Episode One: The Return of Dorothy!
The third in L. Frank Baum's immortal Oz books, Ozma of Oz is the first of what can be called a "sub-trilogy" of stories. Ozma of Oz, Dorothy and the Wizard In Oz, and The Road to Oz all chronicle journeys by Dorothy through weird countries with the ultimate goal of reaching Oz itself. This is the best of the three, if only because it introduces one of the best villains in the Oz series (and the only one to become a recurring character): The Nome King.
But we'll get to him in good time. Our story begins with Dorothy accompanying her poor sick Uncle Henry on a voyage to Australia. (Evidently Uncle Henry's doctor is trying to kill him.) One gets the sense that Dorothy's perennially hard-up Uncle Henry must have had a couple of good years down on the farm if he can afford to take time off for a sea voyage. This is reflected in John R. Neill's drawings, too: where Denslow drew Dorothy as an old-fashioned looking pioneer girl in a gingham dress, Neill gives her a much more stylish look, kind of a miniature Gibson Girl in a short frock and sun hat.
Dorothy's ongoing battle with meteorology enters another round when the ship is struck by a storm at sea.
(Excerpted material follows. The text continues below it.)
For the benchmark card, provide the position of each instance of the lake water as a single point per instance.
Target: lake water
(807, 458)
In an unusually boneheaded move, Dorothy wanders out on deck to look for Uncle Henry. Once again we see that fear is not in her vocabulary: she feels only "a sort of joyous excitement in defying the storm."
The storm doesn't take this lying down, and blows Dorothy and a nearby chicken coop overboard. Fortunately the coop floats, so Dorothy climbs aboard and with lunatic good humor chuckles "Why, I've got a ship of my own!"
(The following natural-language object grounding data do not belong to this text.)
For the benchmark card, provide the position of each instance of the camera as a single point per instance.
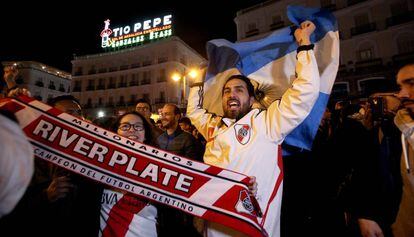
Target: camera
(378, 107)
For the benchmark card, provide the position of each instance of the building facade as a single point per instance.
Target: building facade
(377, 37)
(111, 83)
(41, 80)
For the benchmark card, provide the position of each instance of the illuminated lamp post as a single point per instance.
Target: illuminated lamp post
(179, 77)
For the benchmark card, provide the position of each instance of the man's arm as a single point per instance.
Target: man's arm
(296, 103)
(199, 116)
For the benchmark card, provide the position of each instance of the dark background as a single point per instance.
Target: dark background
(53, 32)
The storm dies down and Dorothy curls up and goes to sleep. Fortunately she's in tropical waters and isn't about to die of hypothermia. When dawn comes she discovers she has a fellow passenger in the coop: Billina, a yellow hen who managed to avoid getting blown away in the storm. Billina can talk, which comes as a bit of a surprise to both of them. Soon the coop washes ashore on a white sand beach in an unknown country.
While Billina scratches around looking for food the way chickens do, she comes across an ornate old golden key buried in the sand. Dorothy tucks it into her pocket, and then goes in search of her own breakfast.
What she finds is one of Baum's most charming inventions: trees that bear lunch-boxes and dinner-pails as fruit. They have sandwiches, soup, pickles, pie -- all linked to the inner surface of the lunchbox by stems. The leaves of the trees are paper napkins. It's a very science-fictional concept, really. Just the sort of thing some future genetic engineer might pull off. I'm particularly impressed by the detail of the little stems connecting the foodstuffs to the box; that shifts the whole concept about four notches over toward science fiction. The existence of lunch-box trees convinces Dorothy that this must be a fairy country. Billina is skeptical.
Just then the owners of the carry-out trees arrive: the Wheelers. These are another of Baum's races of randomly hostile freaks, but they're quite memorable. They have wheels for hands and feet, and zoom around very effectively, making threatening noises. They also dress like Elton John, which is pretty terrifying. Dorothy and Billina take refuge from them among some rocks on the seashore, where the Dalek Effect1 keeps them safe from the Wheelers.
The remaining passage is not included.